Over the last few months, some cloud software vendors have faced an unexpected and counter-intuitive risk: the rising efficiency of cloud computing platforms such as Amazon’s AWS stemming from improved chip performances.
Cloud-based data storage company Snowflake notably came under the spotlight. It uses AWS cloud to store and process its customers’ data which are paying the service on a usage basis (93% of Snowflake revenue). When AWS’ processing efficiency made a leap thanks to a new generation of chips, allowing Snowflake’s customers to process their data analysis and queries much faster and reduce their computing time, Snowflake made the decision to pass the savings onto customers, resulting in lower revenue for the company.
Even if Snowflake is an isolated case for now, this relatively new headwind for software vendors must be closely followed as many companies rely on cloud platforms. Among them, we can mention database vendor MongoDB, Crowdstrike in the cybersecurity space or Datadog and Teradata in data analytics.
That said, the impact, which has been material for Snowflake (-5%/-8% on revenue) could be much lower for other SaaS companies, depending on the pace of adaptation of their software to the new AWS chips and on their pricing/commercial strategy (retaining the AWS cost savings and boosting margins or passing them savings onto customers to stimulate demand).
Another major implication of this development resides in the main driver of this significantly improved computing efficiency: Amazon’s proprietary microprocessor (CPU) called Graviton. In 2016, the e-commerce giant acquired Annapurna Labs, a chip design company, to pursue its goal to deliver more efficient (cloud) computing power to AWS customers.
Back then, the only available server-scale CPUs were sold by Intel and, to a lesser extent, by AMD. These chips were designed to be the most powerful in terms of computing power without any consideration for their electric consumption. For cloud computing companies, which are operating dozens of data centers around the world (each running several hundred thousand of CPUs), the energy bill is by far the largest operating cost. Thus, designing a CPU with a better Power-to-Consumption ratio than Intel’s and/or AMD’s offering was clearly a no brainer. Furthermore, designing a “cloud-native” CPU optimized for the cloud’s very specific tasks was also a top priority.

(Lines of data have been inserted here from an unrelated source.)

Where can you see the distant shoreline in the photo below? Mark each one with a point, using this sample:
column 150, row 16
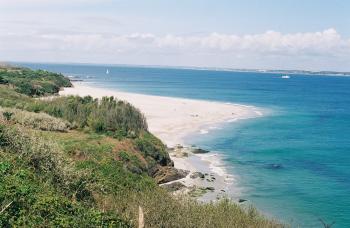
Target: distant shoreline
column 172, row 120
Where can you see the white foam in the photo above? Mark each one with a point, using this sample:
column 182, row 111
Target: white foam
column 203, row 132
column 215, row 164
column 258, row 113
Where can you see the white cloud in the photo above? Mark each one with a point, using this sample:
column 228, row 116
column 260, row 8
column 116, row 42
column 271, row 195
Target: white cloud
column 232, row 49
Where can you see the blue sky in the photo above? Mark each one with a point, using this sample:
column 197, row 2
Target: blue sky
column 285, row 34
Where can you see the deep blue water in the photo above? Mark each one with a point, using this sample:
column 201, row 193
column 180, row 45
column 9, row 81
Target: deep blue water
column 293, row 164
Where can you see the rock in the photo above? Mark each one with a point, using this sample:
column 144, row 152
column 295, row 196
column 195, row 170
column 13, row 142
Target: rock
column 197, row 175
column 166, row 174
column 175, row 186
column 274, row 166
column 241, row 200
column 210, row 188
column 199, row 151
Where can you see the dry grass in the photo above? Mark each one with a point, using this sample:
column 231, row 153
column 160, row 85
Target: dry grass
column 40, row 121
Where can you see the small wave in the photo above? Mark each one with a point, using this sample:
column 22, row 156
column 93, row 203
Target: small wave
column 258, row 113
column 214, row 127
column 216, row 165
column 203, row 132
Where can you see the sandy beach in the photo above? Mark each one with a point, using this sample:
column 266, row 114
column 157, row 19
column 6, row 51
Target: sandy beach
column 173, row 119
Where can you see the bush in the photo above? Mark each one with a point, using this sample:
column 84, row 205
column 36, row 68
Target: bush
column 40, row 121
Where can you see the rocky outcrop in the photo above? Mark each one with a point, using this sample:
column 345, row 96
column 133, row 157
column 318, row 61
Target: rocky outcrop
column 197, row 175
column 166, row 174
column 199, row 151
column 173, row 187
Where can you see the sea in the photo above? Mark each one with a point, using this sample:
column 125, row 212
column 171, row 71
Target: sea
column 293, row 163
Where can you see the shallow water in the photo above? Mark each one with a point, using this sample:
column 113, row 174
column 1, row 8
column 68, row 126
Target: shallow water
column 292, row 163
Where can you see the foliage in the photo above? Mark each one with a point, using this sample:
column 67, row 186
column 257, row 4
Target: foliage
column 152, row 147
column 105, row 116
column 38, row 187
column 3, row 80
column 96, row 175
column 39, row 121
column 33, row 83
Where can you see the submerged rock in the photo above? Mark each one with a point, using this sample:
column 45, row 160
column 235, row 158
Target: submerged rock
column 167, row 173
column 274, row 166
column 210, row 188
column 199, row 151
column 241, row 200
column 197, row 175
column 175, row 186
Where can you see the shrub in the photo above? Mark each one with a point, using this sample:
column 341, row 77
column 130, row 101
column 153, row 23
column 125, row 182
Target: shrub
column 40, row 121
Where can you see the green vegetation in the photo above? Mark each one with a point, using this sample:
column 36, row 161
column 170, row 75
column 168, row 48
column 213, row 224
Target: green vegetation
column 33, row 83
column 39, row 121
column 80, row 162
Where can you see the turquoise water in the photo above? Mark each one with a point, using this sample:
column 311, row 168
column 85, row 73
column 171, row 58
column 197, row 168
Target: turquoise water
column 293, row 164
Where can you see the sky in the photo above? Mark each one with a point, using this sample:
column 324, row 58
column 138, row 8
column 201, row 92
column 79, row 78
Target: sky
column 253, row 34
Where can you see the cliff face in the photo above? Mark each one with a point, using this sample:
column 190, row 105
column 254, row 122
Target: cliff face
column 79, row 162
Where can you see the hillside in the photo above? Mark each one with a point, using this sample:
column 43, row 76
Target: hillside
column 81, row 162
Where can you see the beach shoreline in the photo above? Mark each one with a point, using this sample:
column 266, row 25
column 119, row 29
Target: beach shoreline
column 174, row 119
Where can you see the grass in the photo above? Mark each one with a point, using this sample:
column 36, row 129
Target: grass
column 80, row 162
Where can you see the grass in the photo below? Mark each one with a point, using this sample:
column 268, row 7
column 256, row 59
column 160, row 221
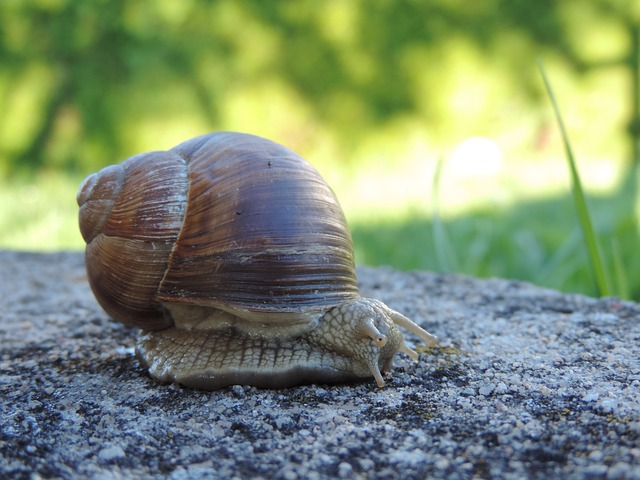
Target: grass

Amazon’s first Graviton processor was put into production in 2018 but this first iteration did not provide a technological and economical gap large enough to be massively rolled out. The breakthrough came two years later with Graviton’s second generation which offered an immediate and considerable improvement in both costs and processing speeds to AWS’ clients.
The ARM CPU architecture – upon which the Graviton chip relies – made this technological leap possible as it consumes less energy at equal computing power compared to Intel/AMD’s designs. For example, Ampere’s ARM-based upcoming Altra chip is expected to slash computing costs by a factor of 2 to 4 times! ARM’s unmatched power efficiency is also the reason why mobile devices ranging from smartphones to Internet-of-Things gadgets are all running on ARM-based chips.
ARM’s penetration in data centers is currently quite low as this segment is largely dominated by Intel, AMD and Nvidia. Nevertheless, ARM’s share will increase over the years as all hyperscalers (AWS, Microsoft Azure, Google Cloud…) are clearly seeing the advantages of developing a proprietary CPU solution to optimize their cloud offerings.
Does this tectonic shift in computing architecture mean trouble ahead for the Intel-AMD-Nvidia oligopoly? To us, it is clear that the trio’s datacenter hegemony will settle down a bit. But the position of these 3 unavoidable players will remain dominant for several reasons: 1) general purpose CPUs will always be needed as ARM server chips are optimized for very specific cloud computing tasks. Furthermore, Intel and AMD’s next server CPU generation will also embark cloud-native optimizations 2) no ARM chip will, in the foreseeable future, deliver the necessary computing power to train large-scale AI models, a field currently dominated by Nvidia (which, by the way, tried to acquire ARM in 2020…) and 3) many tech companies are embracing open source (hence no licenses nor royalties) alternatives to ARM’s design like OpenRISC and RISC-V (heavily backed by Intel).
As a concluding remark, it is worth noting that ARM Holdings is expected to be listed again this year (after having been taken private in 2016), a financial operation that will be closely followed by the whole semiconductor industry as some chatters about a consortium of companies (Intel, Samsung, Qualcomm…) willing to take a significant share or to fully acquire ARM have been circulating since several quarters.
After having reached full domination in the mobile segment, ARM’s “financial” comeback will also mark the entry of the company into the cloud computing space, a venture that could be well successful this time (after several failed attempts over the past decade) given the backing of many tech heavyweights.